Mengurus Tilang Elektonik
Agar masyarakat semakin sadar dan menaati tata tertib berkendaraan
Melanggar sepertinya sudah menjadi tabiat manusia, termasuk manusia Indonesia. Khususnya pelanggaran di jalan raya. Sudah menjadi pemandangan biasa, orang naik sepeda motor tidak pakai helm, menerabas lampu merah, berbonceng tiga dan banyak lagi pelanggaran bentuk lain. Kalau ditanya kenapa melanggar? Jawabnya enteng saja. Polisi tidak ada.

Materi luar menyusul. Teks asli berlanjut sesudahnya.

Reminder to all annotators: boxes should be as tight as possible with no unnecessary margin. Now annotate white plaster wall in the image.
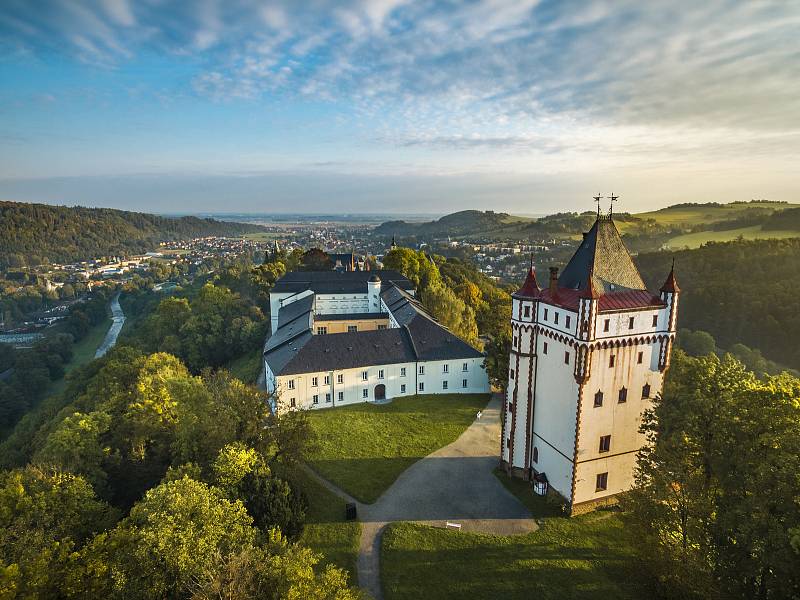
[314,293,369,315]
[572,343,661,504]
[594,307,667,340]
[537,302,578,337]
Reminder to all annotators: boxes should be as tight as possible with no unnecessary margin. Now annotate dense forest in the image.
[0,201,267,267]
[636,238,800,370]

Kesadaran hukum masyarakat memang masih rendah. Di jalan raya, mereka taat aturan kalau ada pengawasan saja. Jika tidak, kebanyakan seenaknya. Makanya, ketika tilang elektronik (e-tilang) diterapkan di sejumlah ruas jalan raya, masyarakat seolah-olah harus menyiapkan diri. Bahkan ada kelompok yang bereaksi menunjukkan ketidaksetujuan.
Padahal sebetulnya, ini penerapan hukum biasa saja. Rekaman elektronik hanya sebagai alat bukti pelanggaran. Agar polisi tidak terus berdiri mengawasi para pelanggar di sepanjang jalan. Agar masyarakat semakin sadar dan menaati tata tertib berkendaraan. Undang-undang lalu lintas yang diberlakukan masih sama seperti sebelumnya. Tapi karena masyarakat terbiasa tidak taat, penegakkan hukum yang semakin ketat terasa memberatkan.
E-tilang sebelumnya sudah diberlakukan pada kendaraan roda empat di sepanjang Jalan Sudirman – MH Thamrin Jakarta. Mulai awal Februari 2020 bakal diberlakukan juga pada kendaraan roda dua. Jalur pemberlakuan juga ditambah, meliputi koridor 6 Trans-Jakarta Ragunan-Dukuh Atas.
Untuk roda dua, kepolisian bakal fokus pada tiga jenis pelanggaran. Pertama, bagi yang tidak memakai helm. Kedua, melanggar marka jalan atau menerobos lampu merah. Ketiga, melewati stop line.
Pelanggaran lain yang juga bakal diberlakukan adalah menggunakan ponsel pada saat berkendara.